The average tax bill for real estate owners in Chicago rose just under a half percent, while suburban property owners on average will see a 2.5 percent increase, according to Cook County Clerk David Orr's office.

With bills only going out this week, this year marks the latest the second-installment property tax bills have gone out, according to the clerk's office said.

While the state deadline for mailing out second installment property taxes is Aug. 1st, that hasn't been met in Cook County since the 1970s.

Still, candidates running for the retiring Houlihan's seat made the tax bills a central theme in the run-up to the Nov. 2 election.

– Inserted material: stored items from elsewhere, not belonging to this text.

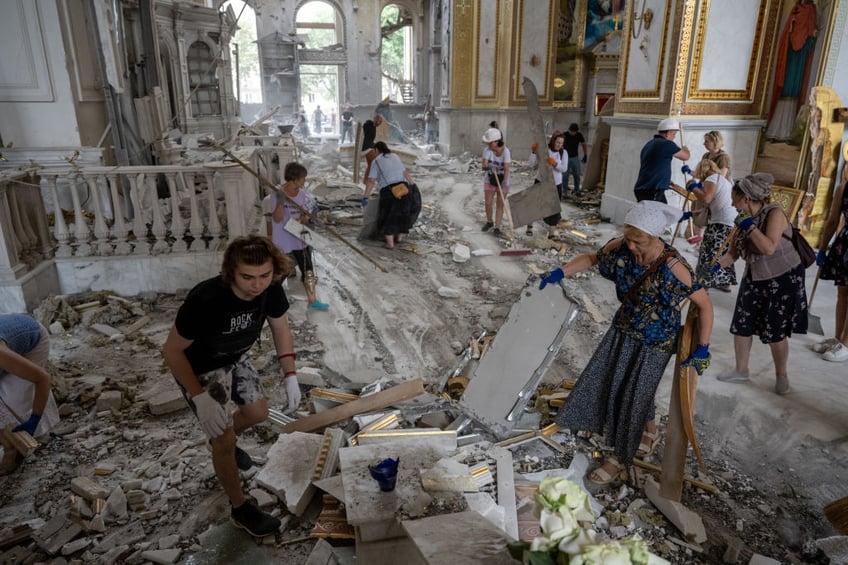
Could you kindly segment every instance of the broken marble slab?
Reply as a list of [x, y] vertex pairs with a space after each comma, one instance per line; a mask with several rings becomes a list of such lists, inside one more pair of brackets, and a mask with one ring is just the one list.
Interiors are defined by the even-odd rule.
[[580, 310], [562, 285], [528, 281], [460, 399], [463, 412], [510, 437]]
[[401, 522], [427, 565], [511, 565], [503, 530], [481, 520], [474, 511], [430, 516]]
[[256, 475], [256, 484], [277, 495], [289, 512], [300, 516], [309, 503], [315, 457], [323, 445], [323, 436], [305, 432], [280, 434], [268, 450], [268, 462]]
[[[339, 450], [347, 521], [362, 541], [380, 541], [403, 536], [401, 513], [421, 516], [432, 499], [421, 486], [420, 469], [432, 467], [445, 457], [438, 445], [359, 445]], [[397, 485], [383, 492], [368, 471], [386, 458], [400, 459]]]

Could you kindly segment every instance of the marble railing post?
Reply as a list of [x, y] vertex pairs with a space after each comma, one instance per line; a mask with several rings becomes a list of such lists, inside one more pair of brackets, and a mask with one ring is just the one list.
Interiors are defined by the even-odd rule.
[[27, 272], [20, 260], [20, 242], [12, 228], [12, 212], [9, 206], [9, 184], [0, 183], [0, 281], [14, 281]]
[[215, 182], [224, 193], [229, 239], [251, 233], [256, 214], [256, 179], [238, 164], [207, 163], [206, 167], [215, 170]]

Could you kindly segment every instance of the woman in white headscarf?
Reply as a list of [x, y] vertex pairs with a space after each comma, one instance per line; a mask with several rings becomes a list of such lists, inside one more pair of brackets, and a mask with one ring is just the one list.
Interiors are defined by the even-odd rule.
[[692, 268], [660, 239], [680, 211], [643, 200], [624, 217], [623, 236], [596, 253], [578, 255], [542, 277], [540, 288], [597, 266], [615, 283], [621, 306], [555, 422], [571, 430], [603, 434], [613, 455], [589, 474], [595, 484], [617, 478], [634, 456], [653, 452], [657, 440], [654, 394], [676, 351], [680, 306], [700, 308], [698, 347], [683, 364], [703, 373], [709, 366], [713, 306]]

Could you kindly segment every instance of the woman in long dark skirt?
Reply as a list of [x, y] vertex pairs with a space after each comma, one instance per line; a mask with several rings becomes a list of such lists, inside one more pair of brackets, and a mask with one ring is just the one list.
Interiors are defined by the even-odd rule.
[[[418, 219], [421, 212], [421, 194], [400, 157], [383, 141], [374, 144], [378, 155], [365, 181], [365, 200], [374, 186], [380, 187], [380, 208], [377, 211], [377, 231], [386, 238], [385, 247], [393, 249], [400, 243]], [[397, 198], [392, 187], [405, 185], [407, 193]]]
[[680, 306], [700, 308], [698, 347], [683, 363], [698, 374], [709, 366], [713, 305], [692, 268], [660, 239], [680, 211], [652, 200], [624, 217], [623, 237], [597, 253], [578, 255], [542, 278], [541, 288], [594, 266], [615, 283], [621, 306], [555, 421], [571, 430], [603, 434], [613, 454], [589, 474], [595, 484], [615, 480], [637, 451], [653, 451], [658, 433], [654, 394], [675, 352]]

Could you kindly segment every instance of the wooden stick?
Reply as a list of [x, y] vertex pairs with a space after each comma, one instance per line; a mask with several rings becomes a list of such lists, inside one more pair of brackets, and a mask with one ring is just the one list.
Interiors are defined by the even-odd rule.
[[324, 410], [318, 414], [312, 414], [295, 420], [283, 426], [283, 431], [285, 433], [315, 431], [331, 424], [349, 420], [357, 414], [379, 410], [391, 406], [396, 402], [414, 398], [419, 394], [424, 394], [424, 381], [421, 379], [406, 381], [405, 383], [366, 396], [365, 398], [353, 400], [341, 406]]
[[[660, 469], [659, 466], [654, 465], [653, 463], [647, 463], [645, 461], [642, 461], [641, 459], [634, 459], [633, 464], [637, 467], [647, 469], [648, 471], [652, 471], [654, 473], [662, 472], [662, 469]], [[683, 480], [691, 484], [692, 486], [696, 486], [699, 489], [703, 489], [707, 492], [711, 492], [713, 494], [717, 494], [719, 492], [717, 486], [711, 485], [710, 483], [705, 483], [703, 481], [699, 481], [698, 479], [692, 478], [689, 475], [683, 475]]]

There was Democratic County Commissioner turned Independent candidate Forrest Claypool who said his opponent, Joe Berrios, part of the three-member property tax appeals board, gave hefty breaks to clout heavy attorneys — most who gave Berrios campaign donations — shifting the tax burden on to everyday home and commercial property owners. In his losing bid, Claypool argued again and again that Berrios and the tax appeals Board of Review was working behind the scenes to delay the bad news of the property tax bills until after the November election.

Berrios, a Democrat who won the seat, said Claypool was responsible for a new county ordinance that shifted more of the tax burden on homeowners and resulted in the undisputed record 430,000 tax appeals filed with the county's Board of Review.

While there are certainly pockets of the city and suburbs where real estate owners will see hikes and declines in their property tax bills, the results of those appeals could play a role in your final bill, said Bill Vaselopulos, director of the Cook County Clerk's Tax Extension Department.

"If your neighbors file appeals and win and you didn't, that could mean you see your tax burden is higher. If you appeal and win, that could mean your neighbors tax burden is higher," he said.